El vínculo con mi padre era fuerte y siempre me sentí amada, respetada y engreída por él, aunque éramos cinco hermanos y jamás demostró preferencia por ninguno. Pero hay episodios en mi historia, como en la de todos, que marcaron momentos y decisiones clave que hoy quisiera compartir con ustedes.
Por circunstancias especiales, alrededor de mis 21 años, mi padre debía emprender un viaje fuera del país sin una fecha de retorno. Para ese entonces, mi enamoramiento con el hombre de mi vida había madurado suficiente como para sospechar que se avecinaba la propuesta de matrimonio y que la boda probablemente coincidiría con la ausencia de mi padre.
Temiendo aquello, me acerqué una mañana y le dije: “¿Papi, y si Rafael me propone matrimonio? “Inmediatamente me contestó: “Mi hijita, sigue el rumbo de las cosas aunque yo esté ausente, has lo que tengas que hacer”. Esa respuesta me dejó perpleja por la seguridad que transmitía y la confianza que demostró sobre mi decisión. Además, valoro su respeto hacia mi y a mis tiempos. De esta manera, con certeza y claridad, acepté la propuesta de matrimonio del hombre con quien he formado una familia y hemos sido felices desde hace 28 años.
Mi carrera universitaria a esa edad estaba inconclusa y muchos aspectos de mi madurez también, pero lo esencial estaba presente y es indudable que mi padre, amándome y conociendo a mi enamorado, lo sabía.
La paz y alegría con que transcurrieron mis preparativos, y luego mi boda, a pesar de la ausencia de mi padre pero con la activa y constante presencia de mi madre, y de haber sido entregada en el altar por mi abuelo, fueron gratificantes, en parte por ese diálogo anticipado con mi padre y que hoy valoro como un regalo profundo de vida.

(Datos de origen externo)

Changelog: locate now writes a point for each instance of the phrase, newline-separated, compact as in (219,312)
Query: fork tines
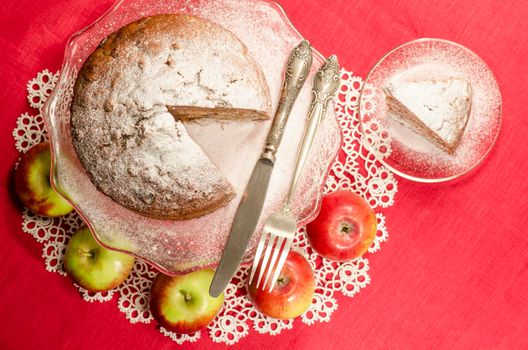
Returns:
(271,244)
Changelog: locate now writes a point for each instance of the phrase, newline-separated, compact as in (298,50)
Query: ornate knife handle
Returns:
(297,70)
(325,84)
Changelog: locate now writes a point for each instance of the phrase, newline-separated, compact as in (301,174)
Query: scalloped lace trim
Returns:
(356,170)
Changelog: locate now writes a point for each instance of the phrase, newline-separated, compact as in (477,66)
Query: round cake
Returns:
(131,97)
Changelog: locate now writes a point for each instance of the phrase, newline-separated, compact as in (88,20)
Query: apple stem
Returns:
(345,227)
(86,253)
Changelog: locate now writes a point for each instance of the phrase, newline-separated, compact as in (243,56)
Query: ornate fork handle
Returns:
(297,70)
(325,83)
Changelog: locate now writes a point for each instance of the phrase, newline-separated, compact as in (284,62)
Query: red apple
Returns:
(293,291)
(345,227)
(32,183)
(182,304)
(94,267)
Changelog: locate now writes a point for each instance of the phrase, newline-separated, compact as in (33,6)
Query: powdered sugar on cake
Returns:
(440,104)
(131,146)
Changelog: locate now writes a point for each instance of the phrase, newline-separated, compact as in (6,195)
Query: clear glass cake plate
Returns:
(176,247)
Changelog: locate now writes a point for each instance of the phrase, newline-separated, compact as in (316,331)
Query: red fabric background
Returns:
(454,272)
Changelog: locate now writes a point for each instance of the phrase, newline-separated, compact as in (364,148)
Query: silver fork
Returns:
(279,230)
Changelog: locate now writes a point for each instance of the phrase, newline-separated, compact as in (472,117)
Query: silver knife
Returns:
(250,207)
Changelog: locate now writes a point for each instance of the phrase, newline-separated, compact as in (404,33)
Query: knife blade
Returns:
(250,207)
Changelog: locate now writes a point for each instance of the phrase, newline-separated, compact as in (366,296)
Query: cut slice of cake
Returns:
(436,109)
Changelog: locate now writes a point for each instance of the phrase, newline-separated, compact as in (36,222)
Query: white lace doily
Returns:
(356,170)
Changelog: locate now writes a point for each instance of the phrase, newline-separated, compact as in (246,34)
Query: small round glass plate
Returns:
(410,155)
(176,247)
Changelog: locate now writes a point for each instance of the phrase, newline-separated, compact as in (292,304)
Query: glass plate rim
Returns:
(49,107)
(399,172)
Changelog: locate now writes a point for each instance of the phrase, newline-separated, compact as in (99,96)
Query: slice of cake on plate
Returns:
(438,109)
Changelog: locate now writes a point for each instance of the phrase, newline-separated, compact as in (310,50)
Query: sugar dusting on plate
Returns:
(414,156)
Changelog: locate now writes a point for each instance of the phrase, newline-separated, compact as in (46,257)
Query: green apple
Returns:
(94,267)
(32,183)
(182,304)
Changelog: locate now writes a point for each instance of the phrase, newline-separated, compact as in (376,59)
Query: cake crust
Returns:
(437,109)
(131,97)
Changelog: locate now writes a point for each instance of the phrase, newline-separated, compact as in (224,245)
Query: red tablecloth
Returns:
(454,272)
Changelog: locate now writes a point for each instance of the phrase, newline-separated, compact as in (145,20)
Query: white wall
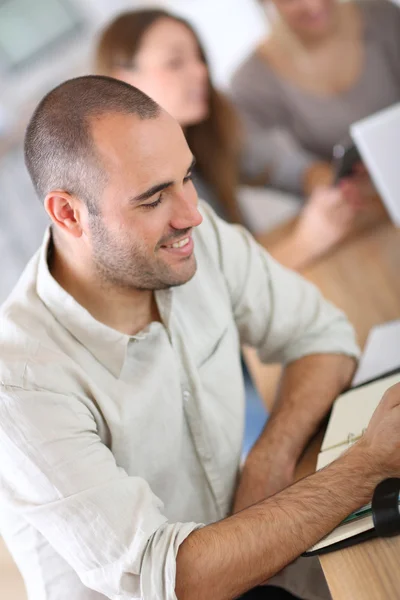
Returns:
(229,30)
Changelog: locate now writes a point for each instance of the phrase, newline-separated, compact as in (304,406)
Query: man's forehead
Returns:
(128,141)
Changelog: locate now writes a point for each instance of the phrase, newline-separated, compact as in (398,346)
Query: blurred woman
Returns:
(324,65)
(160,54)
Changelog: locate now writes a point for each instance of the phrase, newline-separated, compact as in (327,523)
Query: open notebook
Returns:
(350,416)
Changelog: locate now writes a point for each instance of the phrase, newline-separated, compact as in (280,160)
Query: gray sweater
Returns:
(288,128)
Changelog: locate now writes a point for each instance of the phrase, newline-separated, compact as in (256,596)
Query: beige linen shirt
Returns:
(114,448)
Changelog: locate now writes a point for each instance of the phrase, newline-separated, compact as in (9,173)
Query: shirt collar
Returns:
(107,345)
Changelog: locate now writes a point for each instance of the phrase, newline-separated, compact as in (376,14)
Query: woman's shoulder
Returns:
(382,16)
(253,75)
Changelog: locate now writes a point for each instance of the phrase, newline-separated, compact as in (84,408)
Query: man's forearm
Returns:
(223,560)
(307,390)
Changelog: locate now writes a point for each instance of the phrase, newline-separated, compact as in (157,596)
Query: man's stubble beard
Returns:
(128,267)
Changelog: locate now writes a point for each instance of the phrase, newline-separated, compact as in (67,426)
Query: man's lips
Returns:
(182,246)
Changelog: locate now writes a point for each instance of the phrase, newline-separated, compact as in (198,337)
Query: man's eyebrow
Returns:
(158,188)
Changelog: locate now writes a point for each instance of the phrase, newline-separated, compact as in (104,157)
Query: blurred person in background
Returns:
(324,65)
(160,54)
(121,394)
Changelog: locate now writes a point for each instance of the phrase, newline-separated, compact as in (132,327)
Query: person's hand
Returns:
(261,478)
(381,441)
(326,220)
(358,189)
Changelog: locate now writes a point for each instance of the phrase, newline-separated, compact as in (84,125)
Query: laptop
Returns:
(378,141)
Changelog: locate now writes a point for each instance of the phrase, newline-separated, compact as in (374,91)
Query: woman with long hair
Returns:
(160,54)
(323,65)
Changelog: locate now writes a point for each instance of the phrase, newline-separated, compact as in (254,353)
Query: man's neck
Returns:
(126,310)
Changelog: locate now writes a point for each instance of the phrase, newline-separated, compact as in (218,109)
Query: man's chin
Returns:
(184,273)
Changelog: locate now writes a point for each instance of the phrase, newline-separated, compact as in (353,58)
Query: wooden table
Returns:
(362,277)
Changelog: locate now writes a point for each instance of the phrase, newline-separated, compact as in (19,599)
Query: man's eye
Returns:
(153,204)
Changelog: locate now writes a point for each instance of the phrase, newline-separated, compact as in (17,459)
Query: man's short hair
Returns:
(59,149)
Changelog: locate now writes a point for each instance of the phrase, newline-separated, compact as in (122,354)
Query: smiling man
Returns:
(121,393)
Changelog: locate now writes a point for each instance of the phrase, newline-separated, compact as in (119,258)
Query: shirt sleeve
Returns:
(57,473)
(269,143)
(277,311)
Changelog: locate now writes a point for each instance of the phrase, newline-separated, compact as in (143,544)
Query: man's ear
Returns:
(65,211)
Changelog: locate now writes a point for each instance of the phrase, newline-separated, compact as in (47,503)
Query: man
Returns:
(121,411)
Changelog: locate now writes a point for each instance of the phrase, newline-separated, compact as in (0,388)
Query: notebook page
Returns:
(352,412)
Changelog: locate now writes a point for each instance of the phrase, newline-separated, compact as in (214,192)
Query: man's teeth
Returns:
(180,244)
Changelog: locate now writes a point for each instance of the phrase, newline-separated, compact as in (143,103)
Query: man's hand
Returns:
(381,441)
(262,476)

La experiencia de filialidad –de cómo viviste como hijo- te acompaña para siempre a lo largo de tu vida. Esa es la raíz de cómo va uno por el mundo consigo mismo y con los demás. La protección, cobijamiento y seguridad, las brinda un padre o una madre y es el contingente para un desarrollo sano de la siquis de toda persona. Pero cada uno, el padre y la madre, complementarios por naturaleza, brindan algo diferente al hijo. Y el padre infunde la seguridad, un cobijamiento a la razón de vivir del hijo y transmite además la forma en que se ha de conquistar al mundo, a los amigos, al entorno social, laboral, etc.
Generalmente la autoestima sin fundamento sólido se debe a una insuficiente aceptación de los padres o de uno de ellos hacia los hijos que genera en el alma las heridas de amor que luego se manifiestan en, sentirse amenazados permanentemente por otros y no tolerar la más mínima crítica; en ser buscadores ansiosos de afecto y aprobación fuera del hogar; o en ser personas huidizas ante los riesgos o conflictos de la vida cotidiana. Cada padre revive de alguna manera su experiencia de hijo, al ser padre. Si tan determinante es en la vida de los hijos su función, vale la pena cuestionarnos hondamente que nos hirió y que nos dio seguridad a fin de enmendar con el hijo aquella historia y no repetirla inconscientemente hiriendo a quienes más amamos; o si la vivencia fue positiva, evaluarla para ver como la potencializo ,y personalizo para cada uno de mis hijos.
Mi anécdota revivió en mí, muchos años después, todo lo que infundió mi padre en mi vida y en aquella experiencia ante mi matrimonio. Hoy que mi hija se casa a los 21 años pienso en lo que viví como hija, pretendiendo regalarle aquella seguridad y alegría que me dio mi padre.